Combat fraudsters at Ubisoft

A recipe for online merchants.

Duration: 10 min | Date: Mar 13, 2024

During 3 years, I have immersed myself in the Gaming World at Ubisoft. The company has developed some of the most iconic video games with the Assassin's Creed series, Rainbow Six Siege, Far Cry, Rayman, Just Dance and many others, making it the french biggest video game studio and one of the major ones in the world.
From the start, Ubisoft has placed Innovation and Data at the center of its business. They started to track gaming metrics very early on, making it a rich place for Data practicioners : recommendation systems, chat moderation, in-game cheater detection, in-game trained bots are examples of this diversity.

At Ubisoft, my primary focus was E-commerce Fraud Detection. Ubisoft sells lots of games or in-game products (virtual currency, skins, DLCs) on their website, Ubiconnect gaming application and Gaming platforms like Steam. Some of these products have a big success and are appealing for fraudsters, who seek buying them for "free" and reselling the products to real gamers with a big discount. This is a win-win transaction for them, but a big loss for the merchant. In fact, most Payment Service Providers state that it is the responsibility of the e-commerce merchant to detect and block Fraud, and they may be charged if they do not do so. That's where Machine Learning comes into play.

The Risk of Fraud


Chargeback

First of all, it is worth diving in our definition of a Fraud. Let's assume a transaction made by a shopper in Ubisoft e-commerce ecosystem. Ubisoft receives funds, the goods are delivered to the customer/player and he can have fun. For most transactions, that's it. However in rare cases, several weeks or months later, a random cardholder may be surprised by a Ubisoft charge on his bank account that he never intentionaly did and dispute it to his bank. In that case, the bank will initiate a chargeback, that will be sent to Ubisoft through the card network. If Ubisoft can not show that the chargeback is an abuse from the cardholder, they have to return the funds to the cardholder, with additional chargeback fees charged by the Payment Service Provider (15euros in case of Paypal, 20 euros in case of Worldpay). On top of that, if an e-merchant is victim of too many frauds, the banks will accept less payments for this company, as illustrated by Microsoft in the figure below.

acceptance

When Ubisoft is aware of a fraud, they may not even be able to withdraw the product from the fraudster (shopper) account. Virtual currency packs for instance are not revocable and represent 80 to 90 % of the in-game transactions, thus are highly targeted by fraud. The malicious actors can then sell these products at a very low price and make a good margin.
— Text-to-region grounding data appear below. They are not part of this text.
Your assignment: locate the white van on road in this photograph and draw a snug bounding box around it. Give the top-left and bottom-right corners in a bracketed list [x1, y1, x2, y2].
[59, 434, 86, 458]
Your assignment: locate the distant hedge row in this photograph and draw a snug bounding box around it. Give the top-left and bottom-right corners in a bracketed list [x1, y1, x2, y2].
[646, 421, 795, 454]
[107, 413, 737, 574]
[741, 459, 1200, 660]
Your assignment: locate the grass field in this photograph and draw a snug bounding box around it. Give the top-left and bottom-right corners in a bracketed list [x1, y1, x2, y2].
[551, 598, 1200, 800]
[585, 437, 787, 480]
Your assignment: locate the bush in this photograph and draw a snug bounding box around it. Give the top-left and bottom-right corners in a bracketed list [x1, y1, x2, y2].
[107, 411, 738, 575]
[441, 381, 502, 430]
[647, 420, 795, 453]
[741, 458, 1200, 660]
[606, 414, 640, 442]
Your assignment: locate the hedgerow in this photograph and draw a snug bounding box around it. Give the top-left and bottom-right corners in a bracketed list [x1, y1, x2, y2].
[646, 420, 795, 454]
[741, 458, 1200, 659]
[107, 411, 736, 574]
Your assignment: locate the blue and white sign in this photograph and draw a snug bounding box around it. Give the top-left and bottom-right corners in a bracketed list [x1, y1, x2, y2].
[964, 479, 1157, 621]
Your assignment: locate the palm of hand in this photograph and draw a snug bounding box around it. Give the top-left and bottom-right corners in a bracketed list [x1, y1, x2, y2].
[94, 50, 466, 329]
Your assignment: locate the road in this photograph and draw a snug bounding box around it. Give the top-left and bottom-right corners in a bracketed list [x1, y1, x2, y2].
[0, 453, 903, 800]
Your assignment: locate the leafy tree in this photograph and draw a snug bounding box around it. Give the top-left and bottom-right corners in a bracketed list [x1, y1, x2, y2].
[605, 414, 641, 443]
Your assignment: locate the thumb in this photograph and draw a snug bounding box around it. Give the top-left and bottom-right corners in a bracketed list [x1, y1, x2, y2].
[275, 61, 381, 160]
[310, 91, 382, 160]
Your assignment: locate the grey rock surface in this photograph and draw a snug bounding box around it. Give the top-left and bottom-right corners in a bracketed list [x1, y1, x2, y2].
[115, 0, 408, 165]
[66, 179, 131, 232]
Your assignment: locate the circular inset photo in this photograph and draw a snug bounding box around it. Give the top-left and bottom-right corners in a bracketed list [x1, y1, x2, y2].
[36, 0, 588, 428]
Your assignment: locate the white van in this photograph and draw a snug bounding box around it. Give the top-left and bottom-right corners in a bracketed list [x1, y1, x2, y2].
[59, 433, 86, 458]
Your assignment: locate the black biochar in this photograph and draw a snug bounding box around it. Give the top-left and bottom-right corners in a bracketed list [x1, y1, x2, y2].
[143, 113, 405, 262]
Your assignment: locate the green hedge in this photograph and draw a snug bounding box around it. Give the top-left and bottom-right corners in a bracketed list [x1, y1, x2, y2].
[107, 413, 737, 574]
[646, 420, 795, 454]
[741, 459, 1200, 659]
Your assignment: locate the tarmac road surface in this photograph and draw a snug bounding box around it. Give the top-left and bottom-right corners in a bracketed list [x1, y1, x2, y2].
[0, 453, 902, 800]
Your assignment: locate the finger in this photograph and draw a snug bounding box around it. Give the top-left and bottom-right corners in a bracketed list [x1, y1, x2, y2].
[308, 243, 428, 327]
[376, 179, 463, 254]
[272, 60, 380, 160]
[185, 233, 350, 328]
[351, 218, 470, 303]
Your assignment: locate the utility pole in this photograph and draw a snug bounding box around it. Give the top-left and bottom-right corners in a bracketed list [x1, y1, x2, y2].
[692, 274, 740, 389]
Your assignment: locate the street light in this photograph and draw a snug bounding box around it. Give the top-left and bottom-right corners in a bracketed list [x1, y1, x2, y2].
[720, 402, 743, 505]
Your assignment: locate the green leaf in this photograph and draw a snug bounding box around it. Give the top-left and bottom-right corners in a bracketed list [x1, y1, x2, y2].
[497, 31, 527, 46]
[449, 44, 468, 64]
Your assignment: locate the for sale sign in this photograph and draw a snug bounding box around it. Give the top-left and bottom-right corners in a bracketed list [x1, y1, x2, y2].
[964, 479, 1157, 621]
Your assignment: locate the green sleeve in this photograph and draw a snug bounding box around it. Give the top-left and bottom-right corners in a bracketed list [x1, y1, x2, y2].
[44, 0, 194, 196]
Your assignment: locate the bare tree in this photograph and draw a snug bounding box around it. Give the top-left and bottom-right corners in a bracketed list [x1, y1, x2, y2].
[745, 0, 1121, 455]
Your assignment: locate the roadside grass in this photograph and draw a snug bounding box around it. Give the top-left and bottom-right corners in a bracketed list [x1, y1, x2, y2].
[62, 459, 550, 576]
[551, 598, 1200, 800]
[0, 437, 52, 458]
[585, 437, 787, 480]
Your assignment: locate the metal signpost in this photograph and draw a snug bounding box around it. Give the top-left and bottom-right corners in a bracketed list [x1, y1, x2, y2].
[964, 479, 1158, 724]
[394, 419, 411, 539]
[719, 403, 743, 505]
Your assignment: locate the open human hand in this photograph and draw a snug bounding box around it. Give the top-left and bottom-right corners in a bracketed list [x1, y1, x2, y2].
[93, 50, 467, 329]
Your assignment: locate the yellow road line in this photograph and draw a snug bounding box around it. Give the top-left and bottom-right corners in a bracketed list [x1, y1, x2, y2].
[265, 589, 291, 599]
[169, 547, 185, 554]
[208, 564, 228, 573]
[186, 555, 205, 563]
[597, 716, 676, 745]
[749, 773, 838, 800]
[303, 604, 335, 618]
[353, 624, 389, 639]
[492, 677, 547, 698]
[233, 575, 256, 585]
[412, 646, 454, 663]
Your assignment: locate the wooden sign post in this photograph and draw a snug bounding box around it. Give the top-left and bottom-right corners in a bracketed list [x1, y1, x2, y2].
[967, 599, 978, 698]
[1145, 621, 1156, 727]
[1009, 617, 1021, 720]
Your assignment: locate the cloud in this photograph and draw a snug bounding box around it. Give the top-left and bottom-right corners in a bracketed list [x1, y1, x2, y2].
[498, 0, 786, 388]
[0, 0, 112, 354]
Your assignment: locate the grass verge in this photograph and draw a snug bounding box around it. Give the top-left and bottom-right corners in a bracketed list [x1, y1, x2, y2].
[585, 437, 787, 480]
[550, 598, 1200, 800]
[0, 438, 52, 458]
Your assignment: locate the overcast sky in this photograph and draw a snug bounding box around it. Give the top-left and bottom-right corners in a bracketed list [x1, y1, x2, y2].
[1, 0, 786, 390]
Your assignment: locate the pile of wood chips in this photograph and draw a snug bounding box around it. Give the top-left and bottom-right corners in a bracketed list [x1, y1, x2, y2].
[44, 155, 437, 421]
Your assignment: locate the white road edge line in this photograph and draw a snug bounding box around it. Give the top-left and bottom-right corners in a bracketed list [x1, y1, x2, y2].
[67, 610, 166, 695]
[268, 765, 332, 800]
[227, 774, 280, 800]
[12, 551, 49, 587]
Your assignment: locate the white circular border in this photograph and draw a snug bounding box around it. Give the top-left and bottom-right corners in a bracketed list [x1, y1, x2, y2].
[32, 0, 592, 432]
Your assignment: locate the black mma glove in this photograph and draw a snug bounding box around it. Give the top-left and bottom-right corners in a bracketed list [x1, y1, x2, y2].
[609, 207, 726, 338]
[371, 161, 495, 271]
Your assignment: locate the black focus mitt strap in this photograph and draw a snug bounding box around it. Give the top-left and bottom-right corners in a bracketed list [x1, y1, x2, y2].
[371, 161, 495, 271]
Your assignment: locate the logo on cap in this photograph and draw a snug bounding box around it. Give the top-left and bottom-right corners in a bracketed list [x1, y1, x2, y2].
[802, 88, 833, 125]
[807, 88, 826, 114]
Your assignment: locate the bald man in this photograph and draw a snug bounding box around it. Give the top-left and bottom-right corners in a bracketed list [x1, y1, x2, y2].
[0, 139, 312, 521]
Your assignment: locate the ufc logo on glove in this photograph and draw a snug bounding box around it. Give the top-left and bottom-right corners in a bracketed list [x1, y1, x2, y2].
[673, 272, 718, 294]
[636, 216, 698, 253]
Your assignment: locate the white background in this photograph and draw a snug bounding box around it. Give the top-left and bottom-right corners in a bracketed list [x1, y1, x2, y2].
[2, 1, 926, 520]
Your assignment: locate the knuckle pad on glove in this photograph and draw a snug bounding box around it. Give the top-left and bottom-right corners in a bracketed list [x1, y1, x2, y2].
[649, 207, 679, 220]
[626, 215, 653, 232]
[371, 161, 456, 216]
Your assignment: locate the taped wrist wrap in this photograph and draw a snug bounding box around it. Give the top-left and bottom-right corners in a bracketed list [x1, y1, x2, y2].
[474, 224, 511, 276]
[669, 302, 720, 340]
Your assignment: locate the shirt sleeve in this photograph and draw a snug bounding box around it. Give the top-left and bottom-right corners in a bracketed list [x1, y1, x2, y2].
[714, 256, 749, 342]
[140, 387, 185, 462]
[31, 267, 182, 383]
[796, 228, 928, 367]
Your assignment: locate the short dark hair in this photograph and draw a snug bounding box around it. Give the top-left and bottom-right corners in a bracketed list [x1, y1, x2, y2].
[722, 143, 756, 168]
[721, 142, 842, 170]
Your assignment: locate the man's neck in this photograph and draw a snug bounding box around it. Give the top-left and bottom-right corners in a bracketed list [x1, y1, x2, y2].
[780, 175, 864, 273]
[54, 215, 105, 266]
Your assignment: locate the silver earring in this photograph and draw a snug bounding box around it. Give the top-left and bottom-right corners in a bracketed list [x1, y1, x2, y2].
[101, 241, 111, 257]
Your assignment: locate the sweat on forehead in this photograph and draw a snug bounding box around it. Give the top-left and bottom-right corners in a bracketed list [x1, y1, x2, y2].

You can imagine how this money can be used, from isolated fraudsters trying to make easy money to organized groups willing to finance criminal organisations. This is an ethical issue that businesses are willing to tackle. But the most important problem for these companies is the exponential growth of the number of frauds when a breach is open. That is what fraudsters are looking for : easy money with easy breaches. And as in every security domain, the best defense for companies is too create as much friction as possible on the fraudster path, to deter the malicious actor from attacking their business and make them attack other more vulnerable merchants.

How Machine Learning can help

The friction concept is interesting for Machine Learning Engineers. It means that we do not have to develop a perfect model catching every single fraud. Be sure that if an attacker is motivated enough, he will manage to pass through your model or infrastructure.
For business stakeholders, this is sometimes hard to accept, as fraud raises strong feelings. Nobody wants to be victim of fraud. However, it is key to look at the cost of frauds and put the fear emotions in perspective. Indeed, it may turn out that in some segments of your e-commerce business, fraud chargebacks are not that expensive. That is the case for Ubisoft on Steam in-game transactions for instance, in which Steam is liable for frauds and do not forward chargebacks to game producers. In this case, you should be much more laxist : if you try to block more frauds, you will necesarily block more legit customers.

tp

In these situations, you want to perform a cost analysis to evaluate your model and have an estimate of the Return On Investment of the project. You associate gains and loss to each decision of your model : how much money do you save when you block a fraudster ? How much do you lose when you block a legit customer ?
In this project, the baseline is the performances of the product previously used to detect fraud. We know that this tool manages to limit the chargeback rate at a low level but at the cost of a very high False Positive Rate. This is due to complex handwritten hard rules, accumulated after years of fraud management by payment and fraud experts. The rules are not versioned and the knowledge is almost only held by a single person, making it a perfect use case for ML success.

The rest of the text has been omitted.